Beekeepers in Yucatan face growing crises as boom years fade from memory

One beekeeper has opened up her hives for public tours. Photo: Facebook / Abeja Planet

Yucatecan beekeepers are looking for new ways to maintain production as they face perhaps their biggest set of crises in memory.

Boom times for honey from Yucatan, roughly from 2008 to 2012, are over. At the time, Yucatan was first in Mexico in both honey production and exports.

A major customers was on the other side of the Atlantic. A reduction in exports of Yucatan honey to the European Union is one such problem as Chinese sugar-beet honey floods the market.

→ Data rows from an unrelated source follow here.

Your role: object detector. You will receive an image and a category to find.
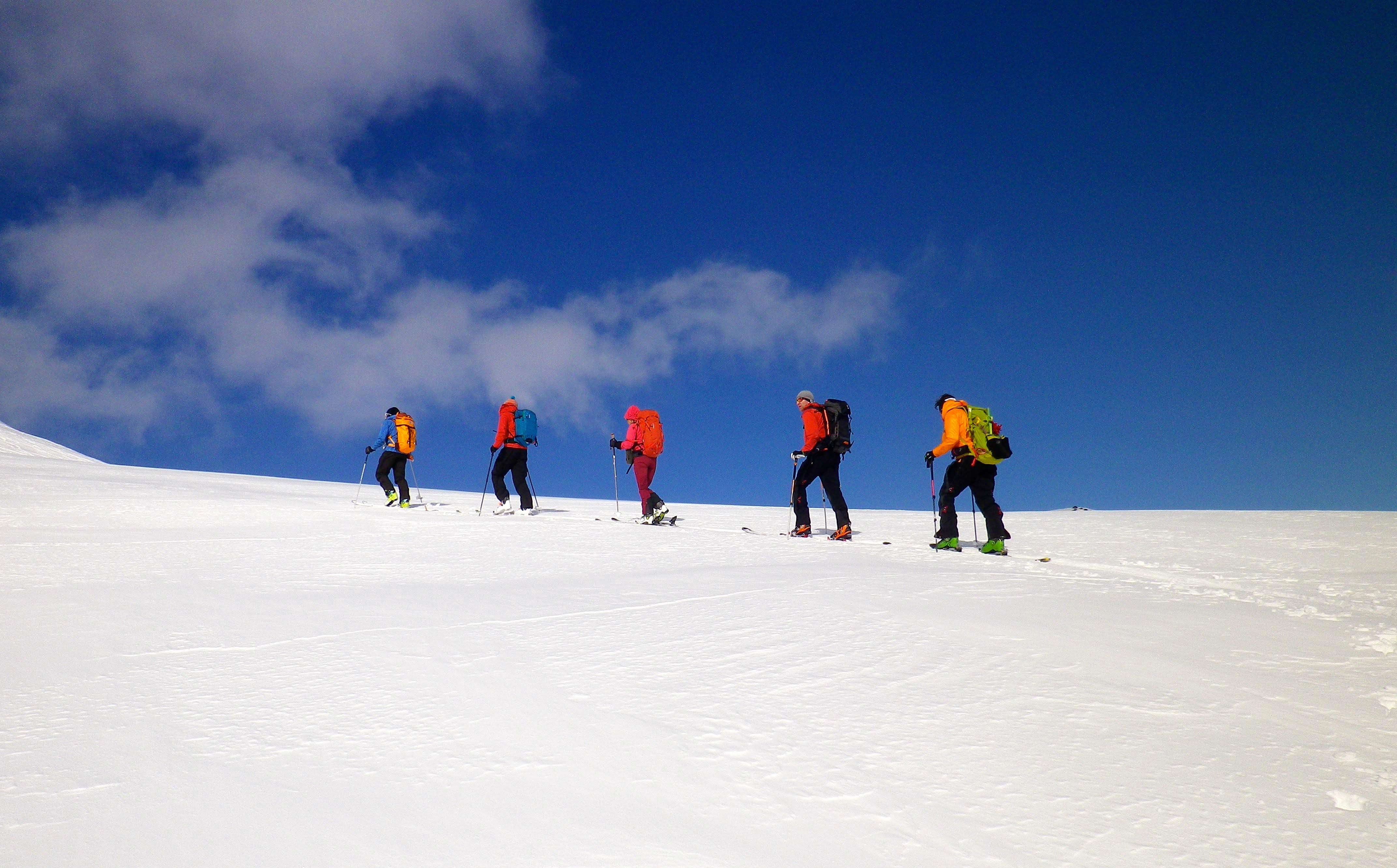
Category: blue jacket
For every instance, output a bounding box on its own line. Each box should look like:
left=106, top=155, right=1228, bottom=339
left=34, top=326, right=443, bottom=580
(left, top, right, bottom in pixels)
left=370, top=416, right=398, bottom=452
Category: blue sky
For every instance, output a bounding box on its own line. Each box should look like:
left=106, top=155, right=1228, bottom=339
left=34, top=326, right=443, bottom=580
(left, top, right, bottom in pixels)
left=0, top=0, right=1397, bottom=512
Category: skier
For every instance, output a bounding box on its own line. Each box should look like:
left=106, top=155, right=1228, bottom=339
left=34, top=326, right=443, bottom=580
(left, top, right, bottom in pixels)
left=791, top=390, right=854, bottom=540
left=363, top=407, right=411, bottom=509
left=611, top=404, right=669, bottom=524
left=926, top=394, right=1009, bottom=555
left=490, top=396, right=534, bottom=516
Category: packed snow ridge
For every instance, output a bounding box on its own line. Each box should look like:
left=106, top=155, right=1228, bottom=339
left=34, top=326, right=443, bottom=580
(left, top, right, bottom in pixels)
left=0, top=422, right=101, bottom=464
left=0, top=428, right=1397, bottom=868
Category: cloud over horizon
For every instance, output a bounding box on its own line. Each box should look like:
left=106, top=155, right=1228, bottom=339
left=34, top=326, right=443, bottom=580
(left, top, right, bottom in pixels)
left=0, top=0, right=900, bottom=436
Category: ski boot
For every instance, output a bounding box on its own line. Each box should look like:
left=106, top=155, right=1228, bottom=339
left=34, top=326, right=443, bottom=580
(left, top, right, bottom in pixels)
left=979, top=540, right=1009, bottom=555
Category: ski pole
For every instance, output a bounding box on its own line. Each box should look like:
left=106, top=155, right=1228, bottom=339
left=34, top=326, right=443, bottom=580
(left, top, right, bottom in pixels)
left=475, top=450, right=495, bottom=516
left=524, top=466, right=540, bottom=509
left=970, top=481, right=989, bottom=545
left=408, top=461, right=432, bottom=513
left=786, top=456, right=800, bottom=534
left=926, top=453, right=942, bottom=540
left=609, top=444, right=620, bottom=516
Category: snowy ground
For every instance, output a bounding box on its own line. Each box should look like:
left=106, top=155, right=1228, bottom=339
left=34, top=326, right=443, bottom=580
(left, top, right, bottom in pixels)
left=0, top=429, right=1397, bottom=868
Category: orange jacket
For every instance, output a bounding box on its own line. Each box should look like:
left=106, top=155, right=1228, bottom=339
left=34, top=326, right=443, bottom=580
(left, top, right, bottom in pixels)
left=800, top=404, right=830, bottom=452
left=932, top=398, right=971, bottom=458
left=495, top=401, right=525, bottom=449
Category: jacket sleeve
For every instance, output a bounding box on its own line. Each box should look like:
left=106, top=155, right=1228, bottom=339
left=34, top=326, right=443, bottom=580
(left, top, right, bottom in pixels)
left=372, top=419, right=396, bottom=449
left=800, top=407, right=828, bottom=452
left=932, top=407, right=970, bottom=458
left=495, top=407, right=514, bottom=449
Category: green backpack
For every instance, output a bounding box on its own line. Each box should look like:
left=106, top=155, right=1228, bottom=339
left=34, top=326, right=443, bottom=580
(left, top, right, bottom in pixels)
left=970, top=407, right=1014, bottom=464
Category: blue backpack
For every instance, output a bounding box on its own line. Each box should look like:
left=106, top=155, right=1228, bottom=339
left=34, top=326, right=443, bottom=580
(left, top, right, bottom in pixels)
left=514, top=410, right=538, bottom=446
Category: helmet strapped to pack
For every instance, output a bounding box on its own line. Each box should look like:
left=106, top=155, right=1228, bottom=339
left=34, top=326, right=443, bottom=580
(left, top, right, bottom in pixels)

Now, the state’s honey producers say they face one of the most complicated times in the last 50 years.

Marked deforestation, deadly pesticides from neighboring farms, and pests such as varroa mites all weigh on the beekeepers.

In its best years, Yucatan produced up to 14,000 tons of honey annually. This year, its potential is half that amount.

One beekeeper, Nelly Ortiz Vázquez, says education is key to gain support from the public..

Ortiz Vázquez promotes bee culture with tours of her hives on a property on the San Ignacio Tesip road, south of Merida. Called Abeja Planet (Bee Planet), the tour is for both students and families.

“We intend to make people aware of what beekeeping is and what it represents and also the serious problem of deforestation in Yucatan, the lack of plants that offer nectar for our bees,” she said.

Ortiz Vázquez said that in the last 10 years the state has suffered severe deforestation.

“In Mérida, for example, although there is talk of planting trees and reforesting … in rural areas, fires, indiscriminate logging and neglect have caused even traditional plants to die,” she said.